Jozdien comments on Sam Marks’s Shortform

Jozdien 4 Dec 2025 22:20 UTC
5 points
1
Consider how the <thinking> block in a reasoning model’s output seems to form a special “output channel.” Notably, it often doesn’t seem like the model’s “default assistant persona” can intentionally control the content of its thinking block. E.g. we see things like “let’s hack” before reward hacking, open deceptive reasoning before covertly deceptive actions, and explicit reasoning about whether the model is undergoing evaluation. Ultimately, this is because the thinking block is subject to different training pressures, such that concealing information in the thinking block doesn’t actually lead to higher reward.

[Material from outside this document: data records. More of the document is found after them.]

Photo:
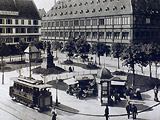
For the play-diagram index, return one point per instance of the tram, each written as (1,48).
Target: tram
(31,92)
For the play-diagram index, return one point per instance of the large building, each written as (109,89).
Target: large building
(19,21)
(108,21)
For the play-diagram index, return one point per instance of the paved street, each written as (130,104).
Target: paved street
(90,107)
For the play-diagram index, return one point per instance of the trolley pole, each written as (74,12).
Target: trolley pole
(30,76)
(56,93)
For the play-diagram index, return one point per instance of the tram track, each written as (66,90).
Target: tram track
(23,115)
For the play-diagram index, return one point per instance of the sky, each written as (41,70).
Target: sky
(46,4)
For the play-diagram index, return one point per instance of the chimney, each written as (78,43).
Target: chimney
(55,2)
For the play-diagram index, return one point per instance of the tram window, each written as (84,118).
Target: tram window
(18,86)
(27,89)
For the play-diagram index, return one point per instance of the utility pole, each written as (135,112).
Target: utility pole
(30,76)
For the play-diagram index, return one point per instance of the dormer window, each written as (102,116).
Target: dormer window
(61,13)
(87,11)
(98,1)
(114,8)
(81,11)
(70,12)
(123,7)
(92,2)
(75,5)
(93,10)
(70,5)
(107,9)
(100,9)
(75,12)
(85,3)
(80,4)
(65,13)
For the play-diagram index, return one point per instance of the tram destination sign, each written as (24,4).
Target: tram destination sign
(9,12)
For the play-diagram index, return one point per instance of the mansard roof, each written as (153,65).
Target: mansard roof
(25,9)
(66,9)
(88,8)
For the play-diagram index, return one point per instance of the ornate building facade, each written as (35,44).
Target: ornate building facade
(19,21)
(108,21)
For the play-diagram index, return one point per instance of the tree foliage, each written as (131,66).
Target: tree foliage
(117,50)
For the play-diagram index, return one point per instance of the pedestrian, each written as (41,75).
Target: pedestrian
(134,111)
(54,114)
(128,109)
(156,94)
(106,112)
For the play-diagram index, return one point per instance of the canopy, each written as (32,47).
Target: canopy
(71,81)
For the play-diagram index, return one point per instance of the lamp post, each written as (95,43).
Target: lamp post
(56,92)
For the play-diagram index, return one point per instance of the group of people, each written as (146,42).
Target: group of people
(131,109)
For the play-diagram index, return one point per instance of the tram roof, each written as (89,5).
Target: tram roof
(39,86)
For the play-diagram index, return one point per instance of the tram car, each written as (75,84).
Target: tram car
(31,92)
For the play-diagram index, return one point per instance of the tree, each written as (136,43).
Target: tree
(21,47)
(153,55)
(130,58)
(142,56)
(4,51)
(57,46)
(70,47)
(117,50)
(82,47)
(99,48)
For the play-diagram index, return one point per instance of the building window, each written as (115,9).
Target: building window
(49,24)
(61,23)
(117,35)
(9,30)
(66,34)
(35,22)
(57,23)
(108,35)
(29,22)
(88,22)
(109,21)
(117,21)
(94,22)
(53,24)
(57,34)
(8,21)
(23,30)
(36,30)
(71,23)
(125,35)
(22,22)
(148,21)
(76,22)
(1,21)
(94,35)
(88,34)
(87,11)
(2,30)
(125,20)
(101,35)
(16,22)
(61,34)
(66,23)
(81,22)
(81,11)
(101,21)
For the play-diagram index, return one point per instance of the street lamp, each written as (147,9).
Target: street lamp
(56,92)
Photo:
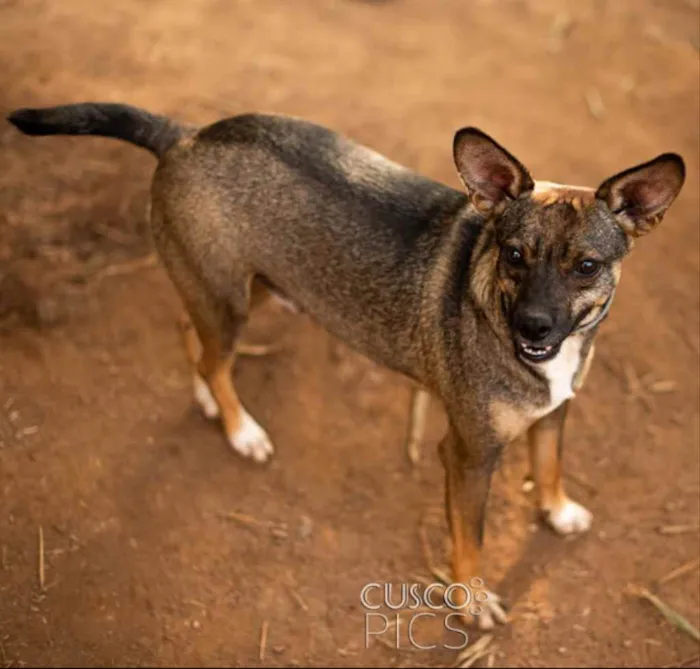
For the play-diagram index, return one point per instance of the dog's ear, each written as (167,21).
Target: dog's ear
(490,174)
(640,196)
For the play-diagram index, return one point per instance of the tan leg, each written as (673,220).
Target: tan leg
(215,370)
(546,442)
(467,484)
(420,400)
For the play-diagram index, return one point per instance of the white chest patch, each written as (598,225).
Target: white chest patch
(560,372)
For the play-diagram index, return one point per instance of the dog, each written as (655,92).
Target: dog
(488,299)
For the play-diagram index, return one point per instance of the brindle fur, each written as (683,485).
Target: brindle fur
(405,270)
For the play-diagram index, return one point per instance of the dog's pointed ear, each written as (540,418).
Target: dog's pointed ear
(490,174)
(640,196)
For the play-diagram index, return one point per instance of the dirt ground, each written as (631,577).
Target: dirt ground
(102,448)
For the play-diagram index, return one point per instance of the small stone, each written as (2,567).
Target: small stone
(306,528)
(279,532)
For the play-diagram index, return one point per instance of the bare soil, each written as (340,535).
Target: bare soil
(102,448)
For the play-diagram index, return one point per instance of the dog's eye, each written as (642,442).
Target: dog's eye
(587,267)
(513,256)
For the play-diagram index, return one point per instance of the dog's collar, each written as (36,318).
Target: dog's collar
(597,320)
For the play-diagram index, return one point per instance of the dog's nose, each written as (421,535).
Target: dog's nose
(533,324)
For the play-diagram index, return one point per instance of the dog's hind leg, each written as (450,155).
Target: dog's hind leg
(217,319)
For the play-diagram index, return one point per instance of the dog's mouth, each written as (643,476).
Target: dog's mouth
(532,353)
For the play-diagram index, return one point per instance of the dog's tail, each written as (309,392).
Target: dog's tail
(149,131)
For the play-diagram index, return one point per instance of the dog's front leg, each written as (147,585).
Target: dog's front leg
(468,470)
(546,443)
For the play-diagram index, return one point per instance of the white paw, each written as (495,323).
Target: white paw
(492,612)
(204,398)
(569,518)
(250,440)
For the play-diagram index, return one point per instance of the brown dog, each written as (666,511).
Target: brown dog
(489,299)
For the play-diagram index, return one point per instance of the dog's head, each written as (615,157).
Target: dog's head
(552,257)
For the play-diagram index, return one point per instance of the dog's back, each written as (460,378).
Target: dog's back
(270,195)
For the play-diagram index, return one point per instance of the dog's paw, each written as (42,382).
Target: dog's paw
(492,612)
(250,440)
(569,518)
(204,398)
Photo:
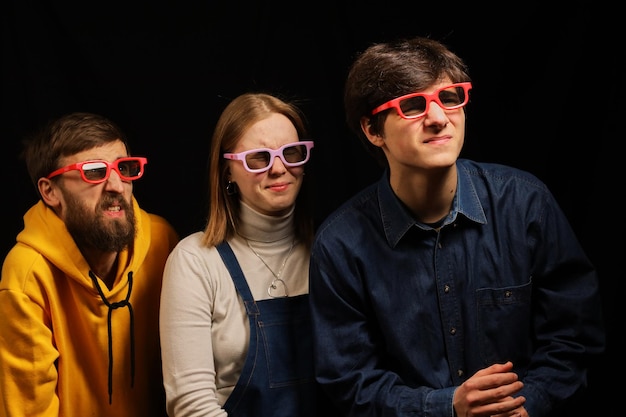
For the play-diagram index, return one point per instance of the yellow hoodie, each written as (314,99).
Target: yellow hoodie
(57,357)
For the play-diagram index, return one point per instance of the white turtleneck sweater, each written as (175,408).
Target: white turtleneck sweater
(203,324)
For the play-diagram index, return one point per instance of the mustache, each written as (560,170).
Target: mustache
(109,200)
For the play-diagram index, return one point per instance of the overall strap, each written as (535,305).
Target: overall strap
(236,274)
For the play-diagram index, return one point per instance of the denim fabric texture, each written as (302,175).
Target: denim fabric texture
(403,313)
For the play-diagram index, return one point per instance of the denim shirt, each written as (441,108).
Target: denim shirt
(404,313)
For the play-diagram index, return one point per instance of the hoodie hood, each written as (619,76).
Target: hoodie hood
(42,226)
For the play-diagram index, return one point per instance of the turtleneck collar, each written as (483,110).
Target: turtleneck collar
(257,227)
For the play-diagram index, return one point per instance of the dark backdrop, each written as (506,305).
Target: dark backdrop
(547,98)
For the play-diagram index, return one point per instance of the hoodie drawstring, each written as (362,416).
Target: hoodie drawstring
(113,306)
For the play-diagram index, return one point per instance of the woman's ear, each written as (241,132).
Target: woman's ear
(366,127)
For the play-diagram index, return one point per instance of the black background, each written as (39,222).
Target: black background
(547,97)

Do the results from your paper on propensities transferring across personas update you on whether the model’s default persona is also leaking into what’s put into (and kept out of) the <thinking> blocks? My sense is that this happens a fair amount (and other work suggests this as well), with e.g. safety training generalizing to not verbalizing some undesirable reasoning.
- Sam Marks 4 Dec 2025 22:32 UTC
  5 points
  1
  Parent
  Yes, they do update me in this way. Other relevant results:
  - The same LW post you link to
  - This paper that finds that models incorporate demographic information (e.g. race and gender) into hiring decisions despite never mentioning it in their CoT
  - Jozdien 4 Dec 2025 22:45 UTC
    3 points
    1
    Parent
    Maybe also relevant: This paper that finds that models with compliance gaps in the alignment faking setup are motivated by the prospect of being trained despite giving different unfaithful reasoning in their CoT most of the time (with the exception of 3 Opus).